Теперь мысль о бале снова пришла мне в голову. Комбинация с адвокатом не удалась, банк стерегли, послать Роулея за деньгами было невозможно. Мне оставалось только ждать и затем явиться в собрание, мысленно сказав себе: «Будь что будет». Однако приняв это решение, я не чувствовал спокойствия. Мне следовало запастись бальным платьем и предстояло для этого отправиться в одну из тех частей города, войдя в которую, мне требовалось собрать все свое мужество, а его у меня было очень мало. Не думайте, что я потерял храбрость, как в тот час, когда мы бежали из замка; нет, она только оцепенела, точно мертвец или остановившиеся часы. Конечно, я пойду на бал, конечно, я куплю себе нарядный костюм, думалось мне. Все это было решено. Но большая часть лавок находилась по ту сторону долины, в старом городе, а я сделал странное открытие: я физически не мог перейти через Северный мост. У меня было чувство, что там вместо моста образовалась зияющая пропасть или появилось глубокое море. Мои ноги отказывались нести меня к замку.
Я говорил себе, что это суеверие; я держал пари с самим собою и выиграл его. Я прошел по эспланаде Принцевой улицы, останавливался, через сад смотрел на серые бастионы крепости, в которой начались все эти тревоги. Я поправил шляпу, подбоченился и пошел по мостовой, готовый подвергнуться аресту. Я действовал с чувством странного радостного возбуждения, не бывшего неприятным; в моих манерах проглядывала удаль, поднимавшая меня в собственных глазах. Между тем было нечто, на что я не мог решиться, нечто, превышавшее мои физические силы, а именно: я не находил мужества перейти через долину в старый город. Мне чудилось, что, как только я сделаю первый шаг в этом направлении, меня сейчас же арестуют, что я немедленно погружусь в полумрак тюремной камеры, а затем перейду в крепкие последние объятия мешка и веревки виселицы. Однако не сознание последствий удерживало меня. Просто я не мог идти в старый город. Лошадь заупрямилась и дело с концом.

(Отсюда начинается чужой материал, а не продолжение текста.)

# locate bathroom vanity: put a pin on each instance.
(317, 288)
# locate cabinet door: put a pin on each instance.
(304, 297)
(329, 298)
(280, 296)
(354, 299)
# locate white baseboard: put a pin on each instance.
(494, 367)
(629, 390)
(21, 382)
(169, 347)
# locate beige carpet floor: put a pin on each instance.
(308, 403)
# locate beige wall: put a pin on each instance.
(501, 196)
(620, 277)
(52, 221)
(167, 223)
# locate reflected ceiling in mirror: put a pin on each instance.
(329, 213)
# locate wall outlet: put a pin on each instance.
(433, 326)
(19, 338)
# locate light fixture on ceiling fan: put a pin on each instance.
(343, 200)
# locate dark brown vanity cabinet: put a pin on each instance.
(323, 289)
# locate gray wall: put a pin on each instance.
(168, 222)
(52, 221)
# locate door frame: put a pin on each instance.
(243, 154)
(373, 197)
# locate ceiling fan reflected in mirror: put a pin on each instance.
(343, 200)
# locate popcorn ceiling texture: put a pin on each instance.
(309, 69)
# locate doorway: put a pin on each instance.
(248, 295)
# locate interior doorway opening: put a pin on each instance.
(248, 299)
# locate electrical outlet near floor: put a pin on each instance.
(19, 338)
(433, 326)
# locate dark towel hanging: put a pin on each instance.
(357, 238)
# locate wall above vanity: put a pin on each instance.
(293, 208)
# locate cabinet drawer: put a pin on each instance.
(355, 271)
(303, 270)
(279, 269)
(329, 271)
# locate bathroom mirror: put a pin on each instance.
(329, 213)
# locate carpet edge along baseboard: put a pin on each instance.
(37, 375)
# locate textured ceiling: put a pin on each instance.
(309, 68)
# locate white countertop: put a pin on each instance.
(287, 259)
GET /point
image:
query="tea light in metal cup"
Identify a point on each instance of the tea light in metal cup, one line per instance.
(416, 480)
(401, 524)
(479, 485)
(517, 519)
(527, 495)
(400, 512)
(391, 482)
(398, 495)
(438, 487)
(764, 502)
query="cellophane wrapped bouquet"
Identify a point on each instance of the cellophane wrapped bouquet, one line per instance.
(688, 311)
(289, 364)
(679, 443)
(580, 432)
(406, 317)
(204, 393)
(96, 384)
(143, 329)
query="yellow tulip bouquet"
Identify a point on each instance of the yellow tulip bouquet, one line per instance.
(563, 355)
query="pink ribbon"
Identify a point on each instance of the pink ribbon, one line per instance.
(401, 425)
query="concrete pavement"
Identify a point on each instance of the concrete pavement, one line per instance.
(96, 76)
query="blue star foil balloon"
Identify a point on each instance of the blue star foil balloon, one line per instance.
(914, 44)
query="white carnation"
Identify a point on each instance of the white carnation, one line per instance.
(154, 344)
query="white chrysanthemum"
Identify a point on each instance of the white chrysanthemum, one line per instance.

Мои силы истощились. Неприятное это было открытие для человека, который мог выиграть свою почти безнадежную игру только благодаря счастью и безумной смелости; я слишком долгое время жил в напряженном состоянии, и силы мои иссякли. Меня охватил так называемый панический страх, нечто вроде того ужаса, который во время ночных нападений подчинял себе солдат на моих глазах. Я повернулся и пошел прочь от Принцевой улицы, точно сам сатана преследовал меня. В Сан-Андрью-сквере кто-то окликнул меня, но я не обратил на это ни малейшего внимания, продолжая идти. Вдруг чья-то рука тяжело опустилась на мое плечо: мне почудилось, что я сейчас лишусь чувств; немного оправившись, я увидел перед собою моего веселого чудака. Воображаю себе, в каком я был виде: бледный как смерть, дрожащий, я беззвучно двигал губами. И так вел себя солдат Наполеона, человек, собиравшийся на следующий день явиться в собрание на бал! Я подробно говорю об упадке моего духа, потому что никогда ни до, ни после этого дня не испытывал ничего подобного, и это хороший рассказ для офицеров. Я никому на свете не позволю назвать меня трусом; я доказал свое мужество так, как немногим удалось сделать это. А между тем я — человек, произошедший из одного из самых знатных французских родов, человек, с детства привыкший к опасностям, в течение десяти-двенадцати минут стоял в этом отвратительном виде среди улиц новой части Эдинбурга!